The statistics tell a story. In just over a decade, the volume of imported fabricated steel into Australia has risen from just over five per cent to almost 30 per cent.
Offshoring of business to steel shops across Asia means Australia has seen the size of its welding industry slide at a similar rate.
While investment in state infrastructure will provide opportunities, there is also fret that the skillset among Australia’s welding community could become stale, leading to a dispersal of disconnected expertise.
“When you add the dramatic slow-down of work in the oil and gas industry and the mining industry, there has been a significant downturn in the amount of welding that goes on in Australia,” said Geoff Crittenden, CEO for the Welding Technology Institute of Australia (WTIA).
“Considering there is something like three billion tons of steel infrastructure in our country, it is therefore very important that we maintain a strong welding industry.”
There is a disparity between the state and federal governments’ goals, Crittenden continued.
Where the latter is creating an industry to encourage innovation through its defence program, Crittenden said there is generally less emphasis to advance industry at a local level.
“We would welcome the same concept for the rail-rolling stock, which will be built over the next 30 years,” he said. “Why don’t we create the same environment where we can focus on using investment in developing Australian industry rather than sending it overseas?”
Within the next two decades, Crittenden expects Australia to move away from what he calls a “harsh economic rationalism”, which will see domestic industry thrive again around the concept of Australian-made.
“Although Australia has been lagging behind the introduction of new technology, there are some fabulous new companies that are adopting robotic technology and things like 3D laser imaging that are making us internationally competitive,” he explained.

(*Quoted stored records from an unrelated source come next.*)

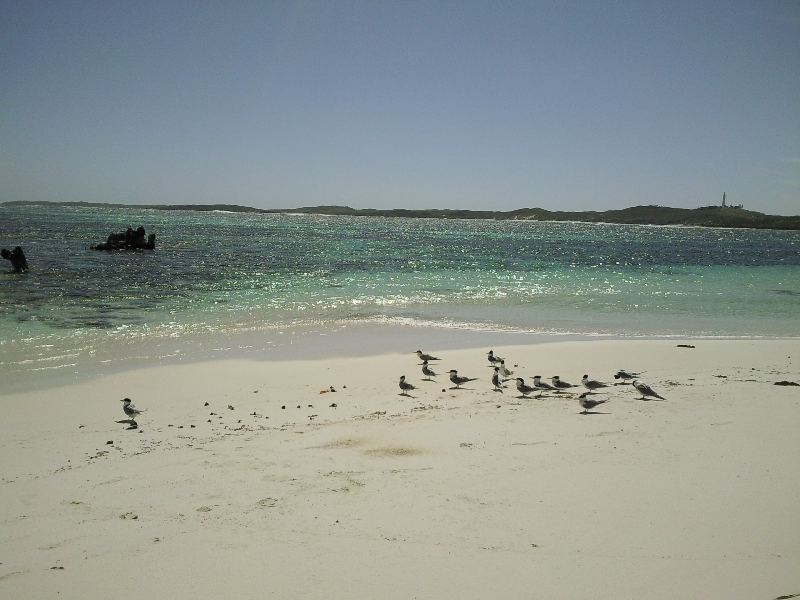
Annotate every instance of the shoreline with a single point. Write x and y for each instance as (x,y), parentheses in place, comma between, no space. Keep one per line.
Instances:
(447,493)
(304,342)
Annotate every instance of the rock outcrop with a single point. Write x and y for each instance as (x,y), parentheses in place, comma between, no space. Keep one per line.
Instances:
(128,240)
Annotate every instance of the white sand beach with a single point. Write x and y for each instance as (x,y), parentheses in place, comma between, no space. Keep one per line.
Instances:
(466,493)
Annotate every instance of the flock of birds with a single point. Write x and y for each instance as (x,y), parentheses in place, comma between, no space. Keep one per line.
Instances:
(499,377)
(502,374)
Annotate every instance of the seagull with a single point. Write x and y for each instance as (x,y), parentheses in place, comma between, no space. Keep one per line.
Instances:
(560,385)
(588,403)
(592,384)
(645,390)
(522,388)
(625,375)
(540,385)
(427,371)
(405,386)
(498,383)
(494,359)
(459,380)
(131,410)
(503,371)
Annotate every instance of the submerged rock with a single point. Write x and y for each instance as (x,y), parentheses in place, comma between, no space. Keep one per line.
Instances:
(17,258)
(128,240)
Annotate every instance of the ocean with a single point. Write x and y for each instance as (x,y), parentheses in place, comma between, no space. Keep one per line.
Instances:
(233,283)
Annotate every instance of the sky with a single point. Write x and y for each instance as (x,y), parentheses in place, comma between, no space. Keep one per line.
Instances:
(563,105)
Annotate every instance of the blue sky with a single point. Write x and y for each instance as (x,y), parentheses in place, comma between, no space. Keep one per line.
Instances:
(560,105)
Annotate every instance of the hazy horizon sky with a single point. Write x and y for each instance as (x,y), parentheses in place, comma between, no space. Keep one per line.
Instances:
(476,105)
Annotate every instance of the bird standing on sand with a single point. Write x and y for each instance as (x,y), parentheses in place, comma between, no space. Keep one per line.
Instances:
(459,380)
(423,356)
(498,383)
(588,403)
(522,388)
(131,410)
(625,375)
(560,385)
(405,386)
(427,371)
(645,390)
(494,359)
(592,384)
(503,371)
(541,385)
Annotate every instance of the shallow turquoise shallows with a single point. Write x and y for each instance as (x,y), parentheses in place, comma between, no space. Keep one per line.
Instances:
(226,273)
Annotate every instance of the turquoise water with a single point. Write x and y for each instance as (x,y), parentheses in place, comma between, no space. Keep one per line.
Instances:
(226,274)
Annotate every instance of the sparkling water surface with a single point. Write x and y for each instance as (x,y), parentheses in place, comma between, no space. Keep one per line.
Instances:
(227,274)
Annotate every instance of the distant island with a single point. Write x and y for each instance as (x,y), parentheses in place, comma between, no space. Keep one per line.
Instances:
(706,216)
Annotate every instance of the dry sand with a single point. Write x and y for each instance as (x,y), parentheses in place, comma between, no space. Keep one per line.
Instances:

“As welding becomes more complicated and there is more programming involved, there is an increase in interest from women to pursue welding – however, there is still a shortage of skilled labour across the board.”
To combat a potential leak, WTIA has introduced the Australian Welders Certification Network, which Crittenden helped launch to improve the quality of welders in Australia and “drive industry training out of the dark ages” towards international standards.
Working with four state governments, WTIA is also planning to introduce advanced welder training centres based on the use of modern welding machines and simulators to train welders to the standard required to be globally competitive.
“By promoting flexibility in the workforce and creating a career structure for welders where they are able to demonstrate competency at various levels of welding, it in turn enables the industry to grow,” Crittenden said.
“That would be of enormous benefit to both the individual and the industry. It helps to improve the quality of welders in Australia and, secondly, puts in place a sensible training program to raise the overall standard.”